A trade association which represents computer games firms yesterday urged MSPs to back a call for tax breaks to support the industry.
Tiga chief executive Richard Wilson said companies were competing on an “uneven playing field” with foreign competitors which all receive some form of tax break.
He spoke out after a new report said action was needed to ensure the industry, largely based in Dundee, keeps its competitive edge.
Dundee is home to 10% of the UK’s computer games companies employing 3,500 people across the city.
Mr Wilson said: “If we want the Scottish games industry in particular, and the UK games industry in general, to stay ahead of the pack, then we must introduce a tax break for games production similar to the EU-approved French tax credit.
“Industry research indicates that if a 20% production tax credit was introduced, investment would increase by £220million over five years, generating a further 1,600 graduate jobs over the same period.”
Mr Wilson said the tax break would cost HM Treasury £150million over five years.
Dundee West MSP Joe Fitzpatrick led a debate on the issue in the Scottish Parliament yesterday.
He said competitors in Australia, Canada, China, France and other countries including the US, all received national or regional tax breaks for computer games.
“Abolishing VAT for research and development would give Scottish firms the same benefits as those in France and keep us at the forefront of the industry,” he added.

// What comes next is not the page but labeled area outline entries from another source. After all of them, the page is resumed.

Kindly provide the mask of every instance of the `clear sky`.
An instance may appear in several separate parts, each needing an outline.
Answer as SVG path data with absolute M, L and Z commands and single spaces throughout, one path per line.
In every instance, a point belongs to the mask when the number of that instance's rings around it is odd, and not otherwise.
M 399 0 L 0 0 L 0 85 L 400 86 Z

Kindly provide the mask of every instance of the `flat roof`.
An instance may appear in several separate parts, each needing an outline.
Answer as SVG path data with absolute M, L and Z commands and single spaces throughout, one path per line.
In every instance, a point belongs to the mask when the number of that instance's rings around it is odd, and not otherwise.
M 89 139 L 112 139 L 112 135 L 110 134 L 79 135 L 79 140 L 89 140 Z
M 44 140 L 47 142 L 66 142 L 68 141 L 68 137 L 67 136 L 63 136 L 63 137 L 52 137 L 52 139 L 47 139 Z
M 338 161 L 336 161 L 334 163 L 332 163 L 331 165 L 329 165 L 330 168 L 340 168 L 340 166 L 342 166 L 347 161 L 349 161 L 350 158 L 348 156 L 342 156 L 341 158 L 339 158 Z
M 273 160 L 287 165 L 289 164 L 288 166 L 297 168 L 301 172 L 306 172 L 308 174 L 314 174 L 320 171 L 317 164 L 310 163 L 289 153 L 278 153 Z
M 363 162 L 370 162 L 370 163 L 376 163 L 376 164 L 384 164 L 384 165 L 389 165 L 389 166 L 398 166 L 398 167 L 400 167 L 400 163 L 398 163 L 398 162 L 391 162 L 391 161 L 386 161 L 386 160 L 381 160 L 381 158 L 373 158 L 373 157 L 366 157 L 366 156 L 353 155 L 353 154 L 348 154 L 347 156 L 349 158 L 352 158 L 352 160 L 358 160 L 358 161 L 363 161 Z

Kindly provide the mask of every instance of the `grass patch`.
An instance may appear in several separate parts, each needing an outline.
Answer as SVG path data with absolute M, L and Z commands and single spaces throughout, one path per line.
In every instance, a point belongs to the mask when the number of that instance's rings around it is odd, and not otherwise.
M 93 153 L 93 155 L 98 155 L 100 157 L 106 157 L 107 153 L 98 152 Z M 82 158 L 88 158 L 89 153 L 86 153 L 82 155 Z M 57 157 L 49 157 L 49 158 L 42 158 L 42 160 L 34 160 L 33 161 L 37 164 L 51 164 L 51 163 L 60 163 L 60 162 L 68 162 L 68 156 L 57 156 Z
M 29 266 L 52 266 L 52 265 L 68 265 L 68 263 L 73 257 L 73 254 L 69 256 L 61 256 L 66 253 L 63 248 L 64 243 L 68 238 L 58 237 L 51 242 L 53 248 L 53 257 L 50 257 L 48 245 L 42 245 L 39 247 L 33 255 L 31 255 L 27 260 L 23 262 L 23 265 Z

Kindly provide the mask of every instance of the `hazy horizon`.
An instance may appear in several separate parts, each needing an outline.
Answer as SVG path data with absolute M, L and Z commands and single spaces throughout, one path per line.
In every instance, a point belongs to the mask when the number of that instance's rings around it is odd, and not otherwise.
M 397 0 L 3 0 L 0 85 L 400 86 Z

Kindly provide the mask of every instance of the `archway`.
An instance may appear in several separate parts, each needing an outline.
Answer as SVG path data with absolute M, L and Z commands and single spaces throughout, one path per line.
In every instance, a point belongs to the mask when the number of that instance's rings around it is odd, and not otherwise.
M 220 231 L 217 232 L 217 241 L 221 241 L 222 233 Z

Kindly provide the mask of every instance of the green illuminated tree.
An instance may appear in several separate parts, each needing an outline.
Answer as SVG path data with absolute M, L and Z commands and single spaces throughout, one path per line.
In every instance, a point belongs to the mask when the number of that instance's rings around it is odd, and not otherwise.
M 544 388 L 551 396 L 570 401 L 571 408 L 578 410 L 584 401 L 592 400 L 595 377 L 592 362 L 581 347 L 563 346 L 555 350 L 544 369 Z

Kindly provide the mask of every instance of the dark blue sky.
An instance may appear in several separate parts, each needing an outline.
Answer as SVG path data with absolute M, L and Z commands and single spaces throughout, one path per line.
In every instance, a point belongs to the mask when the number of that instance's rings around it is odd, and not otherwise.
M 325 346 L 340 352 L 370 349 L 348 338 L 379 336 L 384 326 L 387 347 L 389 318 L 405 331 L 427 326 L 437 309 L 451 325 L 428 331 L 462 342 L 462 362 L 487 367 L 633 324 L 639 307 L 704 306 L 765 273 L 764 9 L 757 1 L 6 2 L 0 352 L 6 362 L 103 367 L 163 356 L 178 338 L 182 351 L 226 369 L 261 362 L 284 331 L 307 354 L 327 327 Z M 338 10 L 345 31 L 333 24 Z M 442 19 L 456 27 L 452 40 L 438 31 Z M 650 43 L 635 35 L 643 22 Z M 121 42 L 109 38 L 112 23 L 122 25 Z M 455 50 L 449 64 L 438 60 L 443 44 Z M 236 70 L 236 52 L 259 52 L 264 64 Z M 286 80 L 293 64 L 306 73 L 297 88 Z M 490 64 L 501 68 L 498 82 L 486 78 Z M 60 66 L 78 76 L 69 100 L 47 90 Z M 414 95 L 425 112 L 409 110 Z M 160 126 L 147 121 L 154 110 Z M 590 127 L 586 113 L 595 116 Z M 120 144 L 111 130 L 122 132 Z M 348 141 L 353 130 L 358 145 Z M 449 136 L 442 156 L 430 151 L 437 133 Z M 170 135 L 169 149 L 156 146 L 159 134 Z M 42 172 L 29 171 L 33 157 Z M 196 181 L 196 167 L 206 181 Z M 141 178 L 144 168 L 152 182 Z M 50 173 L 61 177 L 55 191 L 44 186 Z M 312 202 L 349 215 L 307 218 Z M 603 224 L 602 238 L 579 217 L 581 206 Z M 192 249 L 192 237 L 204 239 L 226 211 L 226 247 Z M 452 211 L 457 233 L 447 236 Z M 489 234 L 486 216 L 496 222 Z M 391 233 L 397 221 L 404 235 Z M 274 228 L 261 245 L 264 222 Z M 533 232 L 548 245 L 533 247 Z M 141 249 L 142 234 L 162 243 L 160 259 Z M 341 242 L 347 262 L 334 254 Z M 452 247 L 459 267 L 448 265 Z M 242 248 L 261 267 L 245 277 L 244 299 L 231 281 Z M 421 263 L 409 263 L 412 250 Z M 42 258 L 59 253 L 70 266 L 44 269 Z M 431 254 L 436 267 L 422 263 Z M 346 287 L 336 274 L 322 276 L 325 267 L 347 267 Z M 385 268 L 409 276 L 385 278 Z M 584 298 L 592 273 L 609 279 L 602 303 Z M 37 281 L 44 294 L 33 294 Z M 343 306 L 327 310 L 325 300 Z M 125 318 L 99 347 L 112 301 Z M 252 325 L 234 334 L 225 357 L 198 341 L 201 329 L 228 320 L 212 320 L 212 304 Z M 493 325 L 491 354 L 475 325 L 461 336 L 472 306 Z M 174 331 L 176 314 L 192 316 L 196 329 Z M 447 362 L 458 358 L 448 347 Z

“I want to see Chancellor Alistair Darling take action in the upcoming budget.”
A report from the National Endowment for Science, Technology and the Arts (Nesta) urged both the Westminster and Scottish Governments to do more to encourage innovate creative businesses.
It identified several ways in which the games sector could be helped, including simplifying the existing tax credit for research and development, a kitemark for video game courses to improve the employability of their graduates and education fund to finance the placement of lecturers in video games studios.
Labour accused Mr Fitzpatrick of “misleading” comments on tax breaks.
Mid Scotland and Fife MSP John Park said computer games firms were eligible for tax credits as they were in other countries.
“If Joe Fitzpatrick knew what he was talking about he would have noted research and development tax credits increased in last year’s budget,” he added.
“The SNP seem to be deliberately ignoring the facts that schemes are already available.”